Fran Arvelo, membre de l’organisation Never Stop Dreaming (Nuddso) considère qu’il s’agit d’une situation « morale » et regrette que la question soit « menée » par des groupes puissants, dont des « évangéliques ».
En 2020, le président Nicolás Maduro a laissé la discussion sur l’égalité du mariage entre les mains du Parlement, mais jusqu’à présent, il n’y a eu aucune réponse à un projet de loi sur l’égalité du mariage civil présenté devant l’Assemblée nationale (AN) en 2014.

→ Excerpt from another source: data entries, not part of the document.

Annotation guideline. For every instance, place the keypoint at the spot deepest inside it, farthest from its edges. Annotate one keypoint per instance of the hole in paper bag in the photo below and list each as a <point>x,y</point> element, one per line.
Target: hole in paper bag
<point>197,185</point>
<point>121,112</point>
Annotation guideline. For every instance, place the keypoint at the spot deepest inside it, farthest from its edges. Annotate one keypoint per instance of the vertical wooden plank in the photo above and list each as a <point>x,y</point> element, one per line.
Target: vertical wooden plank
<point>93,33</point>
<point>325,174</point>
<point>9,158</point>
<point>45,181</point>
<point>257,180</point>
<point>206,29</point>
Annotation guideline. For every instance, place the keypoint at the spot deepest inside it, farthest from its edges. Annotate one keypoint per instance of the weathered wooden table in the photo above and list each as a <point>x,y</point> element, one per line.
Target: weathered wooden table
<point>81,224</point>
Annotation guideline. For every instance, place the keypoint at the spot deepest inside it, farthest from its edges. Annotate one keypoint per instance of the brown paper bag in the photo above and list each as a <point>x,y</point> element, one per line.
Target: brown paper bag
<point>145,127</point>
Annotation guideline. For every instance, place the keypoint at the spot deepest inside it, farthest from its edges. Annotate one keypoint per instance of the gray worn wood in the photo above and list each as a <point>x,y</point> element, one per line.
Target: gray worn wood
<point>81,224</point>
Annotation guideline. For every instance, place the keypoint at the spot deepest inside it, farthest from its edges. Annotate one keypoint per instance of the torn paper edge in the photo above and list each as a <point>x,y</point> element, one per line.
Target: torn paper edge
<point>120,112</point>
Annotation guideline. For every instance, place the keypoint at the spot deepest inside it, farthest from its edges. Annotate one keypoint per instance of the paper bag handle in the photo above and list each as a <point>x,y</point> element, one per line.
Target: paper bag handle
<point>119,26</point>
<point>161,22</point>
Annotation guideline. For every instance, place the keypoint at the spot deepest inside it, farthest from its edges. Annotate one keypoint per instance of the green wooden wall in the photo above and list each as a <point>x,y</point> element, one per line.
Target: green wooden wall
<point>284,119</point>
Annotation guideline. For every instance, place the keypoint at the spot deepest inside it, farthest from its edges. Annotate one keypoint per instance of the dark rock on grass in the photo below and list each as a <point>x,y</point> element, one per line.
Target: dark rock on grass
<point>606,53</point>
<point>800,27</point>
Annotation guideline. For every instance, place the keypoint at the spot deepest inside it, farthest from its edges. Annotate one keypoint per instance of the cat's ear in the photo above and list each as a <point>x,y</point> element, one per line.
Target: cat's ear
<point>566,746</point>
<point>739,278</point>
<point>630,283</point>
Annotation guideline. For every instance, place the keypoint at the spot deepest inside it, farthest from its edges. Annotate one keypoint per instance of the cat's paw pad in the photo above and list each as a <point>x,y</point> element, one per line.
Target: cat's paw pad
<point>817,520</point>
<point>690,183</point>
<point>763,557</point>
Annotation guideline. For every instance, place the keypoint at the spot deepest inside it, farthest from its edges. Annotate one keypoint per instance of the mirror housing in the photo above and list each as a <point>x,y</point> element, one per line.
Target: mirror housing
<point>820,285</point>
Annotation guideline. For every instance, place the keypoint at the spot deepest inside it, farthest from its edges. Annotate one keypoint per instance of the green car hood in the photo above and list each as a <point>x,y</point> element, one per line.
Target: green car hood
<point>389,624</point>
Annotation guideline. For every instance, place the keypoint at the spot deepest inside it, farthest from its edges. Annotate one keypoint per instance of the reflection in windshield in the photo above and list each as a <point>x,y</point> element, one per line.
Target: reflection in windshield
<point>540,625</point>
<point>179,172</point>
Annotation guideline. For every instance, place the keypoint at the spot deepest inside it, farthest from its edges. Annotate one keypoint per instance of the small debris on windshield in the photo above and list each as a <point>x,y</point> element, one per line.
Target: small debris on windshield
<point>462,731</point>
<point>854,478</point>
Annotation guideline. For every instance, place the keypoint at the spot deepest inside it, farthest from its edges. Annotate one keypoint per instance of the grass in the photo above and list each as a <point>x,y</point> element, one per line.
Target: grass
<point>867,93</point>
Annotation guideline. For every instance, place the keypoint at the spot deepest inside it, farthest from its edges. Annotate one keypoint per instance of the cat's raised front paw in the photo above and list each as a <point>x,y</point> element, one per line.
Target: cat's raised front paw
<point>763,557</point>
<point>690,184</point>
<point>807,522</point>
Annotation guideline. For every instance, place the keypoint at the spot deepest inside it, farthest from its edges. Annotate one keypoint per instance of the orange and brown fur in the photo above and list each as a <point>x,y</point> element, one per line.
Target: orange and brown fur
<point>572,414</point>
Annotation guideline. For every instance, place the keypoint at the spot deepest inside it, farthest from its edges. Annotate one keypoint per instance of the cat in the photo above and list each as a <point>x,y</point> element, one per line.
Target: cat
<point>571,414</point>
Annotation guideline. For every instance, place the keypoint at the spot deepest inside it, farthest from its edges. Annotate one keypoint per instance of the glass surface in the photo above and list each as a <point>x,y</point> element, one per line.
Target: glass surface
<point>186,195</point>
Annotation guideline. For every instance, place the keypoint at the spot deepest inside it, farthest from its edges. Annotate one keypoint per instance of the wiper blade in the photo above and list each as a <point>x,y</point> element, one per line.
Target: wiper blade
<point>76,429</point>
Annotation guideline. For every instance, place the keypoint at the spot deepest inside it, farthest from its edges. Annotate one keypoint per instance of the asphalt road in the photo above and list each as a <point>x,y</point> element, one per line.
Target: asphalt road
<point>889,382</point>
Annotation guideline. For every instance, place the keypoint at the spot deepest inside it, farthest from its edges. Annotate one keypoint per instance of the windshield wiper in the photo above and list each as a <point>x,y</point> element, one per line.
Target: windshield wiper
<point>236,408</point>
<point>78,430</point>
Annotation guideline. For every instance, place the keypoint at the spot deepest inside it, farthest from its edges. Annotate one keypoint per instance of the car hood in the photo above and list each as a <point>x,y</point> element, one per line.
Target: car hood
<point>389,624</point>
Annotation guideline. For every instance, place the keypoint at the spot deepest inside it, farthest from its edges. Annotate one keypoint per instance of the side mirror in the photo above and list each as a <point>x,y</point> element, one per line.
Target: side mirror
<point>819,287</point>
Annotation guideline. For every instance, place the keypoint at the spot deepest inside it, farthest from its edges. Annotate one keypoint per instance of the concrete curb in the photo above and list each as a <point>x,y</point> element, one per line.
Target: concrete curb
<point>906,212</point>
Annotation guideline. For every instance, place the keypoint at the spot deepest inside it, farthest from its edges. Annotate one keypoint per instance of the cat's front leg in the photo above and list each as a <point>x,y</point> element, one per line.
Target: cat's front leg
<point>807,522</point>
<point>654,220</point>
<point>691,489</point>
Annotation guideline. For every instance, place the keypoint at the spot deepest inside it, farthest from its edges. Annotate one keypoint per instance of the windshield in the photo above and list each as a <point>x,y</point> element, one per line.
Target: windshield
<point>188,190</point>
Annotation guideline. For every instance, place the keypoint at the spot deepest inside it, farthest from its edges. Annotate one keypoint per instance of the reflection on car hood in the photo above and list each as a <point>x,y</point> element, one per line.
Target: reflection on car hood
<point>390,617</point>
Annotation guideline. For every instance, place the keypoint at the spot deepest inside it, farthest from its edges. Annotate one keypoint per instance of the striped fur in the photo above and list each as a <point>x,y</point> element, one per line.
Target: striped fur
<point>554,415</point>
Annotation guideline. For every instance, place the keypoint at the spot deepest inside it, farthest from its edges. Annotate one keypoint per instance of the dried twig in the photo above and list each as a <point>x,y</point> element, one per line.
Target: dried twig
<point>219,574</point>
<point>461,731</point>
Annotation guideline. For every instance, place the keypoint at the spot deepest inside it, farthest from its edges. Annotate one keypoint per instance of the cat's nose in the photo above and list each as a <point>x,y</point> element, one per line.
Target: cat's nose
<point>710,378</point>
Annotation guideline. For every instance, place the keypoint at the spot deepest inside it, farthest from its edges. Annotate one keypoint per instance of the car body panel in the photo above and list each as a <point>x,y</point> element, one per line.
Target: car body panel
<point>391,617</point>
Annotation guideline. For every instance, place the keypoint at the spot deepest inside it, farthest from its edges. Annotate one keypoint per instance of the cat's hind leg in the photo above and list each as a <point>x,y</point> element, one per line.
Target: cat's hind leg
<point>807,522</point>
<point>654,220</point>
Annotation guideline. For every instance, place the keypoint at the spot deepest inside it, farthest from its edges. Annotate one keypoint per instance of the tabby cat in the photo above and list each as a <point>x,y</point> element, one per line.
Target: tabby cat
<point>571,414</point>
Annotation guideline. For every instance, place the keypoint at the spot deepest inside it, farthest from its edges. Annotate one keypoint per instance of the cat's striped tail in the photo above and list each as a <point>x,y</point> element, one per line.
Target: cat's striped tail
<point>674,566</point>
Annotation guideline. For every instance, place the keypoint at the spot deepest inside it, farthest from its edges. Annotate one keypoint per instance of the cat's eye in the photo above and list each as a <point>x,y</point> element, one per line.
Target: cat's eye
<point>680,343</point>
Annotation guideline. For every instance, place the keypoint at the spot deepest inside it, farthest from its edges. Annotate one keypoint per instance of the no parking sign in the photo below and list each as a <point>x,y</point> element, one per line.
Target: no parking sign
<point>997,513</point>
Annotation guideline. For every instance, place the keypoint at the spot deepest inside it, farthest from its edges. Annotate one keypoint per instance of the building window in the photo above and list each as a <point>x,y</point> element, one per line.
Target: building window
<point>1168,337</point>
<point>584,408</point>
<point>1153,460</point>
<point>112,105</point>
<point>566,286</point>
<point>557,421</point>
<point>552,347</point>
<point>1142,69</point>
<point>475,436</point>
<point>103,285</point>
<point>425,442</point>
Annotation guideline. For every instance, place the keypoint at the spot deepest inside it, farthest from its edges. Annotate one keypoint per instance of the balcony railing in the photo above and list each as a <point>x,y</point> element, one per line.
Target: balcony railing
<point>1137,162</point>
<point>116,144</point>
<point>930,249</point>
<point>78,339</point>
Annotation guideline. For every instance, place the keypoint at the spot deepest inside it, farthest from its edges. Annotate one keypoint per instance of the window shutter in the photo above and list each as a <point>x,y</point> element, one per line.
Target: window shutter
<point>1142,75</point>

Récemment, Dilberly Rodríguez, députée progouvernementale et présidente de la sous-commission pour les questions de diversité sexuelle, a assuré que son agenda législatif donne la priorité à la création de tables de dialogue pour « débattre du changement d’identité des personnes transgenres » et des « couples lesboparentaux ». un communiqué de presse de l’AN.
Il y a quelques mois, la Conférence épiscopale vénézuélienne (CEV) a publié une déclaration dans laquelle elle appelait les fidèles catholiques à « faire entendre leur voix » et à unir leurs efforts pour « empêcher » l’approbation de lois autorisant le mariage égal ou la dépénalisation de l’avortement.